Of course, the big thing Nintendo are doing here is pitching a game to their hardcore and casual fan-base, perhaps hoping to sell a preposterous amount of units on the strength of two wholly different demographics. To bridge this gap the 50cc cups are laughably easy, also possibly to allow people to come to terms with the Wii Wheel which, while far above my expectations in terms of responsiveness and general usability, was obviously far more sloppy for me than my precious traditional controller. This is likely the case for any of you who have ever remotely gotten a grasp of a Mario Kart game in the past. Nintendo, though, sweeten the deal by displaying the wheel in online races next to your name, just so your enemies know; when one encounters a player able to tightly clear courses as a race-long front-runner who also has the wheel of honour next to his name, perhaps there's supposed to be some feeling of insignificance evoked in you. Of course, when I beat him in the next race all I could think was shouldn't have used the wheel, after all, eh?
It seems an odd thing to leave til last, but the graphics completely slipped my mind.
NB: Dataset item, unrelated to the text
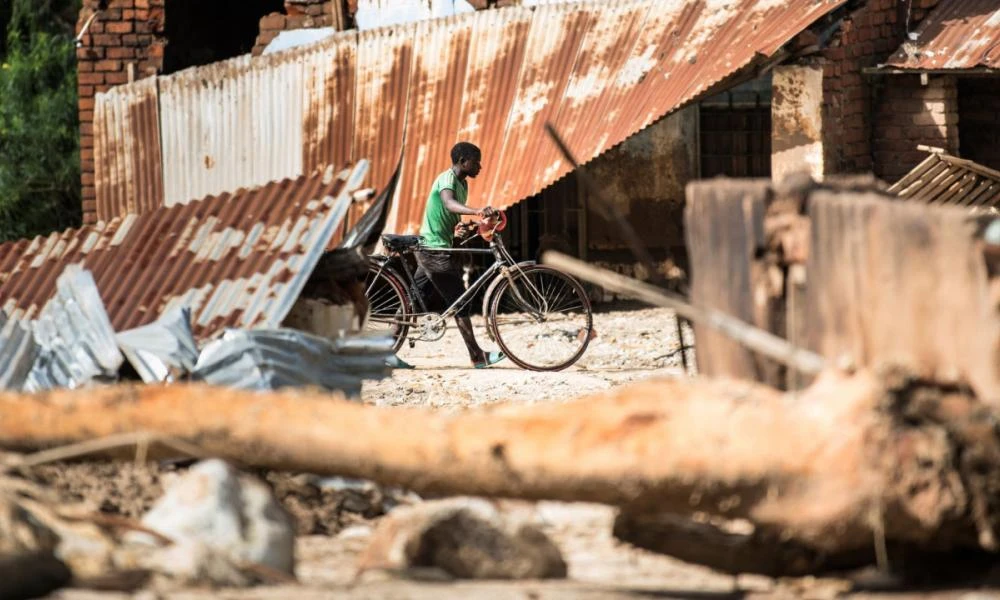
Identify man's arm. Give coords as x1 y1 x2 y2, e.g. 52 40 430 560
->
441 189 494 216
Who can blame me? The frame-rate here only becomes slightly reduced when things get hectic in four-player and as for the suffering of visuals in split-screen, I found it to be a fair reduction in resolution, but still easy on the eyes. In single player the graphics look immaculately smooth, with very little looking out of place in the strong colour sets and, indeed, most of the scenery being very pleasant to look at. The sixteen tracks from past games that have, in some cases, been completely remade to fit a 3d game don't have quite the level of delicious detail, but make up for this with the fact that they are very faithful recreations, at least aesthetically.
All in all this is a very well-put together game that feels tweaked to nigh-perfection in the realms of multiplayer, especially so with an online mode that works exactly how you think it should. It has plenty of choice in racing stylefar more than previous titles here, anywayand a pleasing aesthetic. The sound can assault the ears, but doesn't detract from the fun in a multiplayer context. The only true down-fall here is that it's just too damn easy to complete and could use some more tracks, remakes or otherwise. I can say with certainty, though, that this game will be played socially by me and my friends for a long time to come; you might just find the same.